GitHub MitM attack orchestrated by Chinese censors?

China-based users and visitors of GitHub, the globally popular online source code repository, have been targeted with an man-in-the-middle attack late last Friday, reports GreatFire.org, a non-profit organization that reports on the government’s online censorship efforts in China.

They say that for an hour or so, visitors from China were faced with browser warning messages about invalid SSL certificates, and speculate that the people behind the attack might have been the developers of the “Great Firewall” of China, who were named in a petition put forward to the White House, asking that “people who help internet censorship should be denied entry to the U.S.”

“The petition has gathered more than 8,000 signatures in the five days since. To make the idea specific, there is a link to a list of Chinese individuals accused of contributing to the technical infrastructure behind online censorship in China.
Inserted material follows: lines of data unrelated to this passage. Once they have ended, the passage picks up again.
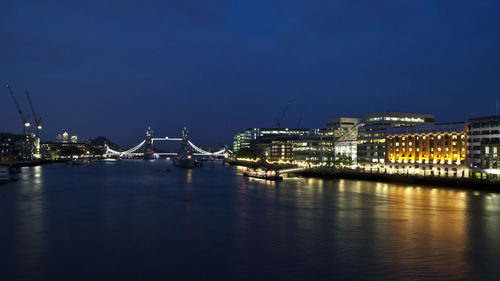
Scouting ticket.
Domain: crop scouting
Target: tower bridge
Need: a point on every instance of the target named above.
(147, 144)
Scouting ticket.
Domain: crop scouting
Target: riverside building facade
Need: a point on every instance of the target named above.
(242, 139)
(428, 150)
(371, 148)
(483, 141)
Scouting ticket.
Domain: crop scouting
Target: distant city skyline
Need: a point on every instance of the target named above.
(115, 68)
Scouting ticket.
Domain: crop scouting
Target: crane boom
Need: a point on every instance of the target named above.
(37, 119)
(26, 124)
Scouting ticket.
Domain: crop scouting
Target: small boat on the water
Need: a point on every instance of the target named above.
(14, 170)
(80, 161)
(184, 160)
(272, 176)
(4, 174)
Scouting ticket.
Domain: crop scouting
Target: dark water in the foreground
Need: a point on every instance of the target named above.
(131, 220)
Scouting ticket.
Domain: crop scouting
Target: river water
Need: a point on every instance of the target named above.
(132, 220)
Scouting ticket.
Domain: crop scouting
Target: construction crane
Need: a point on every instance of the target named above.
(38, 120)
(278, 120)
(26, 124)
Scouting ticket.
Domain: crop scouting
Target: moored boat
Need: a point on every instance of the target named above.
(184, 161)
(80, 161)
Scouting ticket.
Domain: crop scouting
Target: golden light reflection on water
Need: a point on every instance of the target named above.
(413, 229)
(31, 226)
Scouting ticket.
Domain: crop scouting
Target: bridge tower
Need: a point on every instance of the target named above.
(185, 140)
(148, 150)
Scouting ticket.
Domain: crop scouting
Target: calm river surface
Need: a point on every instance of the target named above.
(132, 220)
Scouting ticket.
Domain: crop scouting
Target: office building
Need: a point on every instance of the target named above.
(427, 150)
(371, 139)
(483, 139)
(242, 139)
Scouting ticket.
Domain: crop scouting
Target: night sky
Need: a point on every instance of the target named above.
(216, 67)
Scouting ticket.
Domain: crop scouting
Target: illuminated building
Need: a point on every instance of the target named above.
(314, 150)
(339, 126)
(427, 150)
(483, 139)
(16, 147)
(242, 139)
(371, 140)
(274, 148)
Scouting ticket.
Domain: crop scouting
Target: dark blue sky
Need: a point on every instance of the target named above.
(114, 68)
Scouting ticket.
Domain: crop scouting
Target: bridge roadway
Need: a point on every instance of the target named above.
(199, 151)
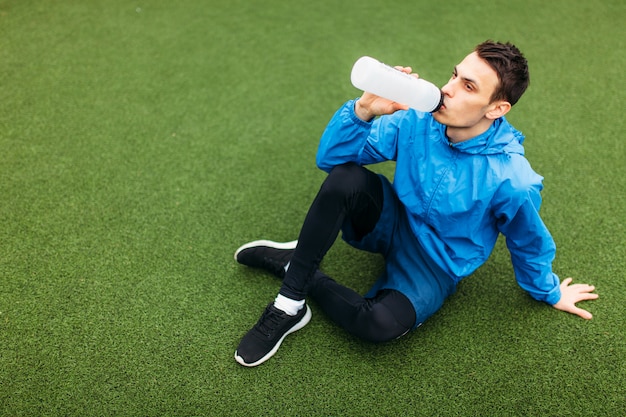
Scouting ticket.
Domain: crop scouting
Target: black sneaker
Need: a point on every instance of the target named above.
(271, 256)
(264, 339)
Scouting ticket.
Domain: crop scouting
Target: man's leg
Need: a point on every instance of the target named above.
(387, 316)
(349, 194)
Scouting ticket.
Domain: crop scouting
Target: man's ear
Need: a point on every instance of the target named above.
(498, 109)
And this list is hosted on – you guessed it – GitHub,” GreatFire reports.

“The list has gathered hundreds of comments, the vast majority in Chinese. One of these comments contains the supposed address and ID number of Fang Binxing, the Principal of Beijing University of Posts and Telecommunications and often called the ‘Father of China’s Great Firewall’. Another comment links to another much longer list of supposed contributors to the Great Firewall, also hosted on GitHub.”

The Chinese government did block access to GitHub a week prior to that, but was forced to restore access due to public protest and probably due to the fact that blocking it cripples the ability of Chinese developers to collaborate, and thusly to innovate.

“[The authorities] can’t selectively block content on GitHub nor monitor what users are doing there. They also cannot block the website altogether lest they hurt important Chinese companies,” GreatFire claims. “This is where man-in-the-middle attacks make their entrance. By faking SSL certificates, the authorities can indeed intercept and track traffic to encrypted websites.”

They say that the attack was “crude” (the fake SSL certificate was not signed by a known certificate authority), “irrational”, and short-lived, but unfortunately that doesn’t mean that some of the visitors passwords weren’t recorded.